La guerra in Ucraina ha aperto anche un fronte simbolico, dove il regime viene combattuto da quella che Arkhipova definisce la “protesta dei deboli”, una “resistenza semiotica”, il cui obiettivo principale è spezzare la realtà creata dal linguaggio censurato del governo. Il nuovo totalitarismo russo ha esteso drasticamente i confini della repressione: «Se fino a tre mesi fa si veniva arrestati per delle azioni, come scendere in piazza, ora anche il rifiuto di aderire alla retorica ufficiale è un crimine».
Lo scontro si sposta dalle circostanze pubbliche, come la piazza, alla vita quotidiana, dove i “partigiani semiotici” hanno aperto un fronte di micro atti sovversivi che puntano a creare dissociazioni cognitive nei cittadini inondati di propaganda. Chi si limita a dissociarsi, ritirando i figli da scuola nei giorni delle recite “patriottiche”.
Altri cercano di influenzare gli altri: chi sostituisce i cartellini dei prezzi al supermercato con volantini, chi lascia sulle panchine dei giardinetti pelouche imbrattati di vernice rossa e scritte “Bucha”, o pupazzetti della Lego che tengono in mano bandierine ucraine, chi scrive e dipinge sui muri o affigge manifesti: «Sono tutti modi per rompere il silenzio, e far vedere che i dissidenti non sono una minoranza di reietti, non siamo soli»: per incrociare gli sguardi dei propri simili si possono indossare vestiti nei colori giallo-blu dell’Ucraina (che possono costare un fermo della polizia), attaccare una spilletta pacifista o ricamando sulla borsa o sulla sciarpa un “no alla guerra” in alfabeto Braille, ascoltare i DDT di Yuri Shevchuk – incriminato per aver dichiarato a un concerto che “la patria non è il culo del presidente da leccare” – oppure leggere in metropolitana una copia di “1984” di Orwell.

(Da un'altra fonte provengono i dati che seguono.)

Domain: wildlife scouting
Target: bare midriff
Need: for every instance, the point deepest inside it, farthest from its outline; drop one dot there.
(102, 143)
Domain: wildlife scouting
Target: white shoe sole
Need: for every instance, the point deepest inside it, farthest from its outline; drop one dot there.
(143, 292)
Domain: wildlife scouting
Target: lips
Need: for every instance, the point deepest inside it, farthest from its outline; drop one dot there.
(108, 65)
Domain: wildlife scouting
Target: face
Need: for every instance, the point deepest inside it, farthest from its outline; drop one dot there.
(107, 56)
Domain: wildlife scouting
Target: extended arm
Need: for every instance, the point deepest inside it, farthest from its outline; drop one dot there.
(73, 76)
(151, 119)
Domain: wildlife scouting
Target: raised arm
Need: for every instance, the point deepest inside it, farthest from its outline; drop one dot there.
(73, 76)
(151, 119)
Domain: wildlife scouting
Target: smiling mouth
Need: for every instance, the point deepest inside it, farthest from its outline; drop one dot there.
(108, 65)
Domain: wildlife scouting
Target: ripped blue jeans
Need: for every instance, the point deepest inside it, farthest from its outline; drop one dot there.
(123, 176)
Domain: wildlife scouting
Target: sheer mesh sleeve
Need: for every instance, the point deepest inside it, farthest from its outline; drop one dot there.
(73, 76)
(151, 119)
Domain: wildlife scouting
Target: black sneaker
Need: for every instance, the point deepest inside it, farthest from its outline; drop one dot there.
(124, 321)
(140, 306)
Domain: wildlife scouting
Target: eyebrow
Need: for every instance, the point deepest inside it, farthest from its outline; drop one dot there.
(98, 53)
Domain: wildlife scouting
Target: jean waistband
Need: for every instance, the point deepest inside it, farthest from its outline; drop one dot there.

«La protesta non accenna a diminuire», dice Arkhipova, che monitora i casi di arresti di dissidenti, e nota come lo scontro “semiotico” spesso manda in panne la polizia: la ragazza che è stata fermata per essere scesa in piazza con un foglio bianco, per esempio, è stata rilasciata senza verbale, anche se sia lei che gli agenti sapevano benissimo cosa avrebbe dovuto esserci scritto. È uno dei motivi per cui molti graffiti e meme giocano con le parole e le citazioni, come quelle del “Lago dei cigni” – il balletto trasmesso dalla TV sovietica quando moriva un leader comunista – della tabacchiera con la sciarpa, i due oggetti utilizzati dai congiurati per uccidere, nel 1801, lo zar Paolo I. Allusioni troppo colte, che soltanto l’intellighenzia può capire?
Non soltanto, obietta l’antropologa: «Il nostro cervello viene attratto dagli enigmi e risolverli provoca un rilascio di endorfine, ci fa provare piacere. Rispetto a un lapidario “no alla guerra”, un gioco di parole, un messaggio arguto, ha maggiori possibilità di venire notato, fotografato e diffuso nei social». La Rete è la nuova frontiera della protesta, e anche dello studio degli umori popolari. Arkhipova rileva un cambiamento visibile nel linguaggio dei sostenitori della guerra: «Se nelle prime settimane facevano propria la retorica ufficiale sui “nazisti” e il Donbass da liberare, oggi tendono più a prendere le distanze con argomenti del tipo
“Siamo gente piccola, quelli in alto sanno quello che fanno, Putin avrà le sue ragioni”. In generale, notiamo che chi protesta contro la guerra ha più follower dei sostenitori del regime». Chi sostiene Putin allora? «Gli anziani. Il regime ha scommesso tutto sui vecchi nostalgici, proponendo loro una Urss-2 che ormai viene ricostruita anche nei dettagli più assurdi. Ma nessuno nella storia è mai riuscito a vincere contro i giovani».